早いもので、今年の冬も過ぎ去ろうとしている。
草木は芽吹き、桜は蕾を膨らませる。時折吹き抜ける朗らかな風は、春の気配を内包していた。
白状すると、自分は所謂"青春"というものに憧れを抱いている。
漫画やテレビの見過ぎかもしれないけれど。だって、たった一度きりの高校生活なのだ。
誰だって、少なからず『今という瞬間を出来るだけ良いものにしたい』という想いは持ち合わせているはずだろう。
勉強したり、部活に打ち込んだり。友達と遊んだり、もしかしたら恋とかしちゃったりして。
結果としては、ちょっぴり青春できちゃってるんじゃないかなぁと思っている。自分で言うのもなんだけれど。
率直に言えば、毎日楽しいのだ。そりゃあまあ、全部が全部楽しいことってわけじゃない。勿論悩みとかもある。
それでもだ。
目覚ましアプリのアラームで目を覚ます。布団のぬくもりが少し恋しいが、登校時間は待ってはくれない。
カーテンを開けよう。差し込む暖かな陽の光がベッドを照らし、室内を僅かに舞う埃がきらきらと輝く。窓の外には穏やかな春の空。朝の匂いが、した。
学校に着いたら何を話そうか。今日もまた、バカ騒ぎをしよう。これからのことを考えるだけでこんなにも胸が躍る。
込み上げる高揚は、どこかノスタルジーを伴って。三月の陽気にあてられたのかもしれないが、それでもいいじゃないか。
何だか引かれてしまいそうなので、こんなこと誰にも言えないが。正直、その、毎日が愛おしくて堪らないのだ。
だって、ずっと焦がれていた。
ずっと求めていた。
ずっとずっとこうしたいって思ってたんだ。
ずっとずっとずっと、こんな日々を、――待ってた……!!
春休みになったら、またどこかに遊びにでも出かけようか。楽しいよ、きっと。
平々凡々たる日常、変わりない毎日。最高だ。涙が出そうなくらい。
そんな日々を、何度夢に見たことだろうか。届かなかった、16歳の冬のその先を。
全部まやかしだって分かってる。『侵略』の為の、偽物の姿。だって"高国藤久"はとうの昔に死んだ。
……まやかしでしかない。
イバラシティにいたあいつらが、何の疑いもなく当たり前に呑気に享受しているそんな幸福な日々はおれにとってまやかしでしかない。
…………なんでだよ。おかしいだろ。そんなの。なあ。
口の中が乾くような感覚。胸の奥をどす黒い鉛の塊のようなものが満たしていくのが分かった。
分からせて、やりたい。
おれの味わった苦痛と恐怖を、理解させて、やりたい。
「…………」
『侵略戦争』の期間はハザマ時間にして僅か一日と半分ほど。それだけの時間を我慢すれば、きっと己を縛める何もかもから解放される。

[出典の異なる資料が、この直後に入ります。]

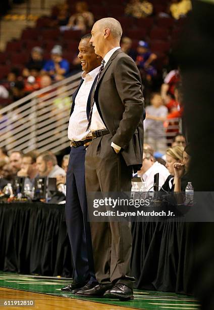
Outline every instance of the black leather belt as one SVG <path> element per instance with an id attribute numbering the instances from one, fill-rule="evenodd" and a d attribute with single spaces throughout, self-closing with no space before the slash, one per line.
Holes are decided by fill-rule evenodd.
<path id="1" fill-rule="evenodd" d="M 102 137 L 102 136 L 107 135 L 108 133 L 109 133 L 109 131 L 108 129 L 96 130 L 95 131 L 92 131 L 91 133 L 93 139 L 94 139 L 95 138 L 98 138 L 98 137 Z"/>
<path id="2" fill-rule="evenodd" d="M 78 146 L 84 145 L 84 144 L 87 143 L 87 142 L 91 141 L 92 139 L 92 137 L 88 137 L 88 138 L 82 141 L 71 141 L 70 145 L 71 146 L 73 146 L 74 147 L 78 147 Z"/>

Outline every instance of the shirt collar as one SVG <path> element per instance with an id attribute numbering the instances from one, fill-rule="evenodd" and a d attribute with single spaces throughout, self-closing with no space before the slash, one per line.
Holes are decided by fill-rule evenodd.
<path id="1" fill-rule="evenodd" d="M 99 68 L 100 66 L 97 67 L 93 70 L 92 70 L 88 73 L 86 74 L 85 71 L 84 71 L 82 73 L 82 79 L 83 80 L 85 80 L 86 82 L 88 82 L 88 81 L 91 81 L 92 80 L 94 80 L 98 73 L 99 72 Z"/>
<path id="2" fill-rule="evenodd" d="M 105 66 L 107 62 L 109 61 L 109 60 L 110 59 L 112 56 L 115 53 L 115 51 L 117 51 L 117 50 L 118 50 L 119 49 L 120 49 L 120 48 L 121 48 L 120 46 L 117 46 L 117 47 L 114 48 L 114 49 L 112 49 L 112 50 L 110 50 L 110 51 L 109 51 L 109 52 L 107 53 L 107 54 L 105 55 L 105 56 L 104 56 L 103 58 L 104 60 L 105 61 L 105 64 L 104 65 L 104 66 Z"/>
<path id="3" fill-rule="evenodd" d="M 143 174 L 143 179 L 144 181 L 145 181 L 145 180 L 146 179 L 147 177 L 150 174 L 151 172 L 153 170 L 154 168 L 155 168 L 157 166 L 157 165 L 158 165 L 158 162 L 155 162 L 154 163 L 154 164 L 152 165 L 152 166 L 151 166 L 150 168 L 149 168 L 148 169 L 148 170 L 147 170 L 145 172 L 145 173 L 144 174 Z"/>

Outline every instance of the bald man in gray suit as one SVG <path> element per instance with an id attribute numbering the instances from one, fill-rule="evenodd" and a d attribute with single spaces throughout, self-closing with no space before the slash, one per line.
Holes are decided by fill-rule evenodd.
<path id="1" fill-rule="evenodd" d="M 133 168 L 142 165 L 142 83 L 134 61 L 120 47 L 122 33 L 120 23 L 111 18 L 98 21 L 91 31 L 90 42 L 103 60 L 91 96 L 89 127 L 93 139 L 86 154 L 87 193 L 130 191 Z M 90 224 L 99 284 L 77 295 L 133 299 L 131 223 Z"/>

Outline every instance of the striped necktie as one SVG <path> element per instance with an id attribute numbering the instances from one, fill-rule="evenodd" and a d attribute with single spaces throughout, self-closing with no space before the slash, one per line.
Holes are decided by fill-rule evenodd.
<path id="1" fill-rule="evenodd" d="M 96 80 L 96 84 L 95 84 L 95 87 L 94 87 L 94 91 L 96 90 L 96 87 L 97 87 L 97 84 L 98 84 L 98 82 L 99 82 L 99 77 L 100 76 L 100 74 L 102 73 L 102 71 L 103 71 L 103 70 L 104 69 L 104 65 L 105 64 L 105 62 L 104 60 L 104 59 L 103 59 L 102 60 L 101 62 L 101 66 L 100 66 L 100 67 L 99 68 L 99 72 L 98 72 L 98 75 L 97 75 L 97 79 Z M 92 117 L 93 107 L 93 105 L 94 104 L 94 103 L 95 103 L 95 100 L 94 100 L 94 97 L 93 99 L 93 103 L 92 103 L 92 105 L 91 106 L 91 109 L 90 109 L 90 111 L 89 117 L 88 118 L 88 126 L 87 127 L 86 131 L 87 131 L 89 130 L 89 127 L 90 127 L 90 125 L 91 125 L 91 119 L 92 119 Z"/>

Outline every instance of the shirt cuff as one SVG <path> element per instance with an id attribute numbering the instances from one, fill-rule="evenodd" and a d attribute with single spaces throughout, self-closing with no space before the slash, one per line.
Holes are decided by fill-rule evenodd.
<path id="1" fill-rule="evenodd" d="M 117 144 L 115 144 L 114 142 L 112 142 L 111 143 L 111 146 L 114 147 L 114 148 L 116 148 L 118 150 L 120 150 L 121 149 L 121 147 L 120 146 L 119 146 L 119 145 L 117 145 Z"/>

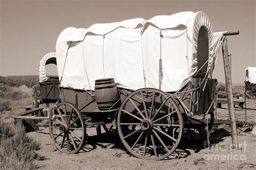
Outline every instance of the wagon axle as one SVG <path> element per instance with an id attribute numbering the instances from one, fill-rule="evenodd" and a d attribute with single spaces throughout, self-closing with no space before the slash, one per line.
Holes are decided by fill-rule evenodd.
<path id="1" fill-rule="evenodd" d="M 144 130 L 150 130 L 153 128 L 153 122 L 149 119 L 146 119 L 142 121 L 140 124 L 142 129 Z"/>

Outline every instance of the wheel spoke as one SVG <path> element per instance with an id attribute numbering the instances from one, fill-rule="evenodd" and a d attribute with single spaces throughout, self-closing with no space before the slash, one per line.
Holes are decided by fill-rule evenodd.
<path id="1" fill-rule="evenodd" d="M 74 132 L 70 131 L 70 133 L 71 133 L 72 134 L 75 136 L 75 137 L 77 138 L 77 139 L 78 139 L 80 141 L 82 141 L 82 139 L 78 136 L 77 136 L 77 135 L 76 133 L 75 133 Z"/>
<path id="2" fill-rule="evenodd" d="M 77 121 L 78 119 L 79 119 L 79 117 L 77 117 L 76 118 L 76 119 L 75 119 L 74 121 L 73 121 L 73 122 L 72 122 L 70 125 L 69 125 L 69 126 L 70 126 L 71 125 L 72 125 L 75 122 L 76 122 L 76 121 Z"/>
<path id="3" fill-rule="evenodd" d="M 167 99 L 166 99 L 165 100 L 165 101 L 164 102 L 163 102 L 163 103 L 161 104 L 161 105 L 159 107 L 159 109 L 158 109 L 158 110 L 157 110 L 157 112 L 156 113 L 156 114 L 154 114 L 154 116 L 153 116 L 153 117 L 152 118 L 152 120 L 153 120 L 154 119 L 154 118 L 157 116 L 157 115 L 159 113 L 160 111 L 161 110 L 161 109 L 162 108 L 162 107 L 164 106 L 164 105 L 165 104 L 165 103 L 167 101 Z"/>
<path id="4" fill-rule="evenodd" d="M 120 123 L 120 125 L 139 125 L 139 123 Z"/>
<path id="5" fill-rule="evenodd" d="M 154 153 L 156 157 L 158 157 L 157 150 L 156 149 L 156 145 L 154 144 L 154 137 L 153 133 L 150 131 L 150 137 L 151 138 L 152 145 L 153 145 L 153 150 L 154 150 Z"/>
<path id="6" fill-rule="evenodd" d="M 149 114 L 147 112 L 147 108 L 146 105 L 146 102 L 145 102 L 145 98 L 144 96 L 143 96 L 143 94 L 142 93 L 142 102 L 143 102 L 143 106 L 144 107 L 144 110 L 145 110 L 145 114 L 146 115 L 146 118 L 149 118 Z"/>
<path id="7" fill-rule="evenodd" d="M 56 109 L 58 111 L 58 112 L 59 113 L 59 116 L 60 116 L 60 118 L 62 118 L 62 121 L 64 122 L 65 122 L 65 119 L 63 117 L 63 116 L 62 116 L 62 114 L 61 113 L 60 110 L 59 110 L 59 108 L 56 108 Z"/>
<path id="8" fill-rule="evenodd" d="M 154 104 L 154 100 L 156 100 L 156 92 L 154 91 L 153 93 L 153 98 L 151 102 L 151 109 L 150 109 L 150 113 L 149 115 L 149 118 L 151 119 L 152 117 L 152 114 L 153 113 L 153 109 Z"/>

まやかしだって、現実に出来る。そして、あの生ぬるい世界に浸ってきた奴らだって。
今まで待ち続けてきた時間。永遠にも思えたその時間に比べれば、そんなのどうってことないだろう。
そもそも、相手は異能を持っているとはいえ陣営の多くが只の人間なのだ。今まで通りやればいいだけ。
人間の身体の脆さは、自分も良く知っている。
アンジニティ陣営が勝利したら。
今まで出来なかったことを、沢山しよう。今度はちゃんと、"17歳"をしよう。
勉強したり、部活に打ち込んだり。友達――は、まあ。『否定』の世界に送られてるかもしれないけどさあ。あはは。
とにかく、もしかしたら恋とかして。
……そして。暖かな陽だまりのベッドの上で、目を覚ますんだ。